1. O ato fundamental da fé cristã é aquele ato pelo qual reconhecemos o Senhor Jesus Cristo como Filho de Deus e a Ele aderimos. Ato que acontece por um encontro, mediado pela palavra que anuncia o Senhor. Se estamos livres para acolhê-la, o encontro na fé acontece.

Esse encontro se dá de maneira multiforme, segundo o modo de ser de cada um. Há nele, entretanto, algo de fundamental, comum a todos: a adesão que transforma a vida.

Não se trata, primeiramente, de adesão a uma doutrina, mas a uma pessoa.

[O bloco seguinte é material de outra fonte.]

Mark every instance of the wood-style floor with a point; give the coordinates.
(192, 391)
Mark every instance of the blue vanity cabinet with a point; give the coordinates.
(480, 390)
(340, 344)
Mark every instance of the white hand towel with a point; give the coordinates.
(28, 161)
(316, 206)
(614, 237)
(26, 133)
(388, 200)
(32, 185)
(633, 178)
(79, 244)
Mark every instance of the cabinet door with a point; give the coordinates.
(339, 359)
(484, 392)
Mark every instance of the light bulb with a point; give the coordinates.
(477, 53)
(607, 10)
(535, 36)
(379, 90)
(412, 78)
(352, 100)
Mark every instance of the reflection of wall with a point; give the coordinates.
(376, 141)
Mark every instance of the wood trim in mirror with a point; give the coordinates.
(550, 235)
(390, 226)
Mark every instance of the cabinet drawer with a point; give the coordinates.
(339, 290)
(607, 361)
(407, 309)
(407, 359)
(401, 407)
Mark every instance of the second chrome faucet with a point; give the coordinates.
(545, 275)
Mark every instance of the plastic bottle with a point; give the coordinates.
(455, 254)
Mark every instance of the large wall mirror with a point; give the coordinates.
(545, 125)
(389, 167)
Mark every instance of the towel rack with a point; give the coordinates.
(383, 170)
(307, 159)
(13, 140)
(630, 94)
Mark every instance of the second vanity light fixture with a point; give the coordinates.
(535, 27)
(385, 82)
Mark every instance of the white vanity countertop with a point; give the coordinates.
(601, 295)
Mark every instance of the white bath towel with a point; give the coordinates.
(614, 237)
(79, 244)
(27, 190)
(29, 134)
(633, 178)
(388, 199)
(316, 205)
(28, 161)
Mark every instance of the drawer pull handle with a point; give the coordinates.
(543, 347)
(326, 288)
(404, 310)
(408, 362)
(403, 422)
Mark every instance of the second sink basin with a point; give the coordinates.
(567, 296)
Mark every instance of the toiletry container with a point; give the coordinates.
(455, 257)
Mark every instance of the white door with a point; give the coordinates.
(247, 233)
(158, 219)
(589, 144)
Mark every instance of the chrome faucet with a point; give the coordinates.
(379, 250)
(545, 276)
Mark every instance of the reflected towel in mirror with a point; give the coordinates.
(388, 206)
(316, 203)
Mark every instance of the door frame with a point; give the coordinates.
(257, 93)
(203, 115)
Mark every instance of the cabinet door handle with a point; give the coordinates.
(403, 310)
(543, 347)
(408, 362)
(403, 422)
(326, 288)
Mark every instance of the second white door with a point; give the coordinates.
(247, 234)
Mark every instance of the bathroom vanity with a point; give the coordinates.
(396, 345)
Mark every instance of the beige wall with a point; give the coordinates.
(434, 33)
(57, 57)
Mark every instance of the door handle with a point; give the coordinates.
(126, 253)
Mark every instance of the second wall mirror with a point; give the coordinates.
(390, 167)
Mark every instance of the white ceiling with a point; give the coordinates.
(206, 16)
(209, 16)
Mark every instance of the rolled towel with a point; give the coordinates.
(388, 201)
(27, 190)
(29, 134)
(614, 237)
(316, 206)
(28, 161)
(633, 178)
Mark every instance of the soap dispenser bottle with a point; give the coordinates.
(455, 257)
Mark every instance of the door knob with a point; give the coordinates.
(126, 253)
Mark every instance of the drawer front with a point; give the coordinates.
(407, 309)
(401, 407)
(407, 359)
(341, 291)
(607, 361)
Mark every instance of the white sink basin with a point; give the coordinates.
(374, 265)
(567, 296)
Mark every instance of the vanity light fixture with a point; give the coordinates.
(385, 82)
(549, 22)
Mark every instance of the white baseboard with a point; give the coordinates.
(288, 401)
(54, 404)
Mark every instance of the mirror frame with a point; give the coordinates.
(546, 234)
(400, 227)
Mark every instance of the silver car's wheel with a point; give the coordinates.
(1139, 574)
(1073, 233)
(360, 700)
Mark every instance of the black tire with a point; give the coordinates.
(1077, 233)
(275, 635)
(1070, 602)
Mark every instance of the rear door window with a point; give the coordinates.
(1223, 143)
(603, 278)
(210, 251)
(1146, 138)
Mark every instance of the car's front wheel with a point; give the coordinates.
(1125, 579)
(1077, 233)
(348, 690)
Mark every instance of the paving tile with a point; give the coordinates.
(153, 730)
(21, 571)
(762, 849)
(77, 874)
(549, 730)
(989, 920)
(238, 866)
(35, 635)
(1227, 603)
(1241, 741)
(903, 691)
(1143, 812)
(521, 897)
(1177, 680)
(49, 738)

À Pessoa do Senhor Jesus Cristo, reconhecido e confessado como Filho Unigênito do Pai, que assumiu a condição humana para nos remir e comunicar o seu Espírito. É por conseqüência que aceitamos o que Ele ensinou, determinou e fundou.

* * *

A fé cristã, adesão incondicional ao Senhor Jesus Cristo, é dom do Pai, que nos move a reconhecê-lO e a Ele aderirmos.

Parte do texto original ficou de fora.